Ive had my Seiko divers for a number of years now, and have recently been looking at replacing the rubber strap with a metal bracelet. I ideally want a genuine sekio one, and have found these :

My link

Are these what I'm looking for? Also how would I go about fitting it? Could I send it to any watch shop, or would I need to send it to seiko along with the bracelet?

Sorry for all the questions,

Cheers

Joe


----------



## SEIKO7A38 (Feb 12, 2009)

joebh123 said:


> Are these what I'm looking for?


In a word, No. :no:

Most of those (end-of-line) NOS Seiko bracelets have odd end fittings and lug widths -

and a good number of them are gold-plated or two-tone, which is a no-no for a 'Diver'. h34r:

If you were to tell us exactly the (full 8-digit xxxx-xxxx) Seiko model number off the back of your watch,

I'm sure we could come up with some (not necessarily Seiko) bracelets which would fit / suit it a lot better.


----------



## joebh123 (Jul 16, 2010)

Yep Sure, its: 7N36 - 6A40

Cheers,

Joe


----------



## SEIKO7A38 (Feb 12, 2009)

joebh123 said:


> Yep Sure, its: 7N36 - 6A40


So do any of these look familiar ? 
























If yours is the one on the left, then the Seiko p/n for the bracelet on the middle one is *43G8JB*.


----------



## joebh123 (Jul 16, 2010)

Yep, the one on the left :thumbsup:

Cheers, will be off to the Seiko shop and hope they can source one.

Joe


----------



## SEIKO7A38 (Feb 12, 2009)

I think your chances of finding one of those is pretty slim by the way.
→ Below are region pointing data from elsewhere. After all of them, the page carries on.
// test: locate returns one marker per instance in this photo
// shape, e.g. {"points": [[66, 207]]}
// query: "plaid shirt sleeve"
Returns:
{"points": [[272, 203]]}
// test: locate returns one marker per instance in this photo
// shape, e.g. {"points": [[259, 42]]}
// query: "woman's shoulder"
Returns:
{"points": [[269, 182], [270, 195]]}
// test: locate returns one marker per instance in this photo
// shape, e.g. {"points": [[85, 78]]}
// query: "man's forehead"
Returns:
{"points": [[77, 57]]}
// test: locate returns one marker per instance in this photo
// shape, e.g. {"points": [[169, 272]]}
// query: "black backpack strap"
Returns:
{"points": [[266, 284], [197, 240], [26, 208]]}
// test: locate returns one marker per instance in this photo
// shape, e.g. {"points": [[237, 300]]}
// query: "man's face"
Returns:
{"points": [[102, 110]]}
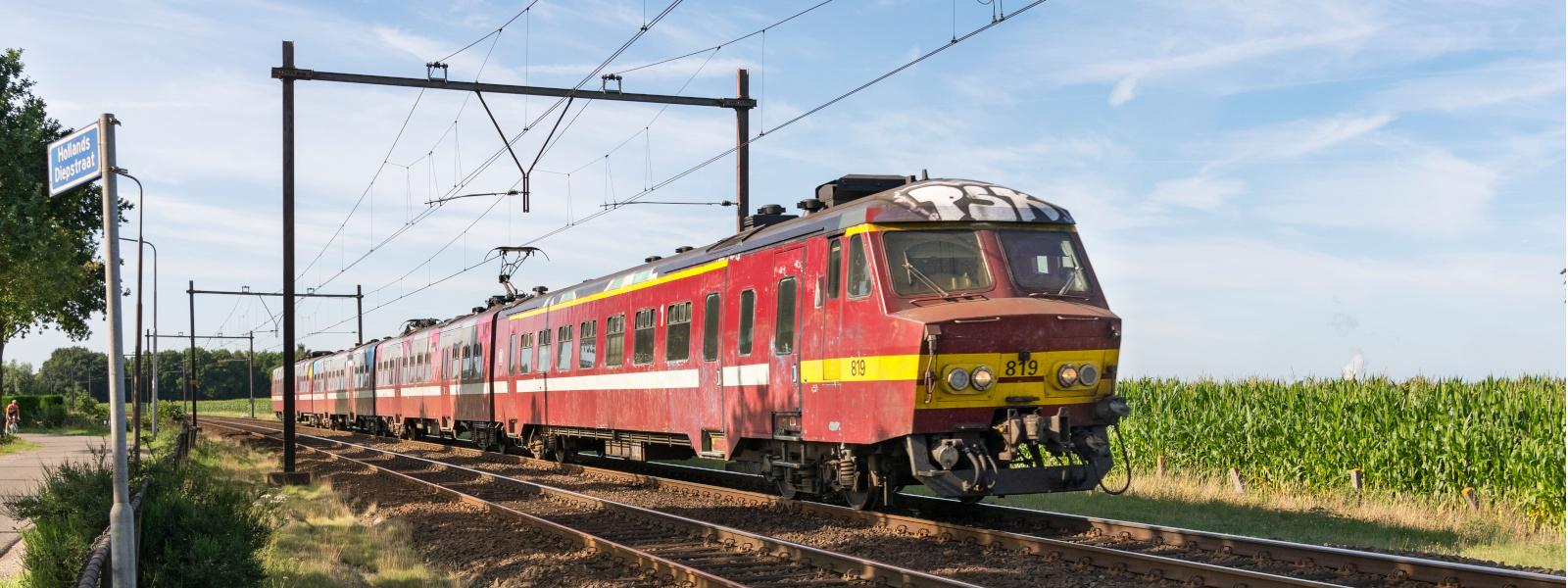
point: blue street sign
(74, 161)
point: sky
(1266, 188)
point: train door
(784, 344)
(710, 360)
(823, 333)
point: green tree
(18, 380)
(49, 273)
(74, 368)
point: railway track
(678, 549)
(1231, 561)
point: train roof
(841, 204)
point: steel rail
(621, 554)
(720, 537)
(1395, 568)
(1112, 561)
(1390, 566)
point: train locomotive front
(982, 360)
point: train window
(924, 263)
(643, 337)
(784, 329)
(613, 341)
(859, 269)
(678, 333)
(545, 350)
(564, 352)
(588, 334)
(525, 353)
(749, 300)
(710, 328)
(467, 363)
(835, 266)
(1045, 261)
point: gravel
(483, 549)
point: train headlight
(958, 380)
(982, 378)
(1089, 375)
(1066, 375)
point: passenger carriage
(946, 333)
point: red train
(946, 333)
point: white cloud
(1123, 91)
(1423, 193)
(1478, 88)
(1199, 192)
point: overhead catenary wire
(687, 172)
(490, 161)
(451, 130)
(726, 43)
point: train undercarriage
(1021, 452)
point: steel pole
(138, 380)
(122, 519)
(742, 151)
(192, 376)
(289, 290)
(250, 368)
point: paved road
(21, 472)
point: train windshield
(940, 263)
(1045, 261)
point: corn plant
(1502, 436)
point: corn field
(1418, 438)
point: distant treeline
(73, 370)
(1499, 436)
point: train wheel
(786, 488)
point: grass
(320, 540)
(74, 430)
(18, 446)
(235, 408)
(1419, 436)
(1496, 533)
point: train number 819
(1021, 368)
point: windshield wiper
(1078, 274)
(921, 274)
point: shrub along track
(977, 556)
(668, 548)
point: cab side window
(749, 300)
(859, 269)
(835, 267)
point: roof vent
(767, 216)
(852, 188)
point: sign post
(75, 161)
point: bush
(47, 410)
(68, 512)
(172, 412)
(91, 408)
(196, 529)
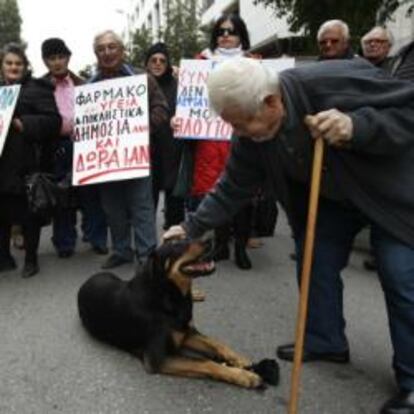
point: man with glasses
(128, 204)
(333, 40)
(376, 45)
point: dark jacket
(24, 152)
(165, 149)
(400, 59)
(375, 173)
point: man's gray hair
(388, 34)
(329, 24)
(117, 38)
(241, 82)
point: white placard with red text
(8, 99)
(192, 113)
(111, 131)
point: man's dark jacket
(375, 173)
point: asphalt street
(50, 365)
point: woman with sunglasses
(165, 150)
(229, 39)
(36, 121)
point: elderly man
(367, 179)
(128, 204)
(333, 40)
(376, 46)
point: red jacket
(210, 157)
(209, 160)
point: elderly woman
(35, 121)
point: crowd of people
(362, 106)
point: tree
(10, 22)
(181, 33)
(140, 43)
(86, 72)
(308, 15)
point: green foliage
(308, 15)
(181, 33)
(86, 72)
(10, 22)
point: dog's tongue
(201, 267)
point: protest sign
(193, 116)
(8, 99)
(111, 131)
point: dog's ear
(154, 266)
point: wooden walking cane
(306, 273)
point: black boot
(7, 263)
(221, 251)
(240, 255)
(221, 244)
(31, 266)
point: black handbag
(265, 214)
(42, 194)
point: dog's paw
(250, 379)
(236, 360)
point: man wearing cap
(56, 56)
(128, 204)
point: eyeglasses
(380, 41)
(156, 60)
(226, 31)
(328, 41)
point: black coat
(375, 173)
(28, 151)
(165, 149)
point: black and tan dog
(151, 316)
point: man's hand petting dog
(174, 232)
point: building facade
(269, 35)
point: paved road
(48, 364)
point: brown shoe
(198, 295)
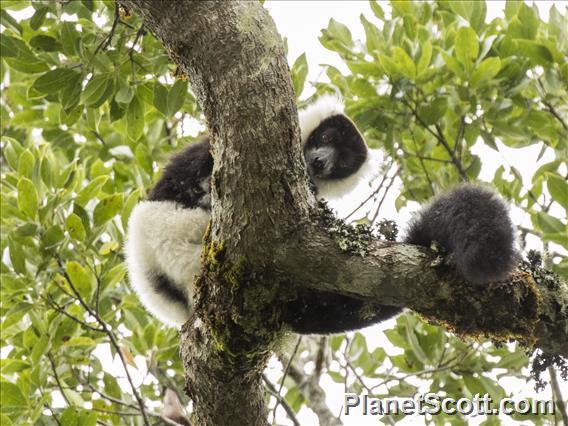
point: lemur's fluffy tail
(473, 223)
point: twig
(56, 376)
(439, 135)
(108, 38)
(61, 310)
(373, 193)
(557, 394)
(98, 136)
(139, 34)
(430, 184)
(384, 196)
(320, 357)
(286, 370)
(280, 400)
(111, 337)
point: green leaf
(27, 197)
(91, 190)
(425, 57)
(107, 208)
(12, 396)
(96, 90)
(80, 341)
(17, 256)
(549, 224)
(71, 92)
(82, 279)
(467, 46)
(69, 38)
(176, 96)
(74, 226)
(53, 236)
(135, 118)
(377, 10)
(473, 11)
(486, 70)
(26, 164)
(54, 80)
(558, 188)
(38, 18)
(404, 63)
(453, 65)
(432, 113)
(144, 158)
(340, 32)
(160, 98)
(9, 22)
(45, 43)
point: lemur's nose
(317, 164)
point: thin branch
(426, 158)
(439, 135)
(430, 184)
(557, 394)
(108, 38)
(61, 310)
(389, 186)
(286, 370)
(280, 401)
(373, 193)
(139, 34)
(57, 380)
(111, 337)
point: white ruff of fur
(333, 189)
(165, 238)
(312, 116)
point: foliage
(87, 113)
(91, 106)
(433, 79)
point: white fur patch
(165, 238)
(311, 117)
(333, 189)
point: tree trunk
(266, 233)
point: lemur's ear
(312, 116)
(346, 130)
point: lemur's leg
(163, 254)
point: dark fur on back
(473, 223)
(184, 177)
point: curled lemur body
(165, 232)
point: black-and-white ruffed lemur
(164, 237)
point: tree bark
(266, 234)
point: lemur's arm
(164, 235)
(163, 251)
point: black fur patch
(350, 149)
(184, 175)
(473, 223)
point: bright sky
(301, 24)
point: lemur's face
(335, 149)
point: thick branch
(237, 66)
(414, 277)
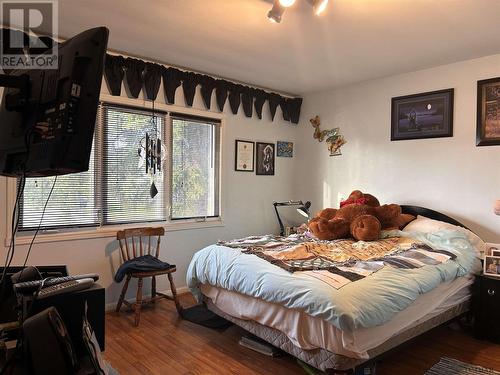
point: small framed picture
(488, 112)
(244, 155)
(265, 159)
(492, 265)
(284, 149)
(426, 115)
(492, 249)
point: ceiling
(355, 40)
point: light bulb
(287, 3)
(320, 6)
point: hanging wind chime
(152, 153)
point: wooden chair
(132, 239)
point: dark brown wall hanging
(138, 75)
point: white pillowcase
(426, 225)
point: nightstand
(487, 308)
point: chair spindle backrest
(134, 235)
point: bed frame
(333, 363)
(431, 214)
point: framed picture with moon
(426, 115)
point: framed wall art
(426, 115)
(265, 159)
(488, 112)
(491, 266)
(244, 155)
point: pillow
(426, 225)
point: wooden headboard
(431, 214)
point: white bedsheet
(308, 332)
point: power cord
(40, 223)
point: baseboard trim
(111, 306)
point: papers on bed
(340, 262)
(369, 302)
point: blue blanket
(369, 302)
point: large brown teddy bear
(361, 216)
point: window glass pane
(126, 184)
(195, 172)
(72, 204)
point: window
(125, 184)
(195, 168)
(116, 189)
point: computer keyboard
(31, 286)
(66, 287)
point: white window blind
(195, 167)
(116, 189)
(72, 204)
(125, 184)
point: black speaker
(48, 347)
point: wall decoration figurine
(244, 156)
(488, 112)
(426, 115)
(284, 149)
(265, 159)
(333, 138)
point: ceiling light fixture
(319, 6)
(276, 12)
(279, 6)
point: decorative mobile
(333, 138)
(152, 153)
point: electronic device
(31, 286)
(65, 287)
(48, 346)
(8, 298)
(47, 117)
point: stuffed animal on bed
(360, 216)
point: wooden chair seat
(152, 273)
(136, 237)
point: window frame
(217, 139)
(103, 231)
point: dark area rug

Seiko's database lists it as 'discontinued'. 

But it looks like a pretty much bog-standard 'jubilee' style bracelet, 22mm lug width with curved end pieces.

Try running a few searches on eBay on '22mm curved bracelet'. :wink2:

I found one straight away that looks promising - item # 300622403836.


----------



## joebh123 (Jul 16, 2010)

Been really helpful, cheers









Joe


----------



## SEIKO7A38 (Feb 12, 2009)

My pleasure, Joe. :hi: - and post # 4000 up. :grin:


----------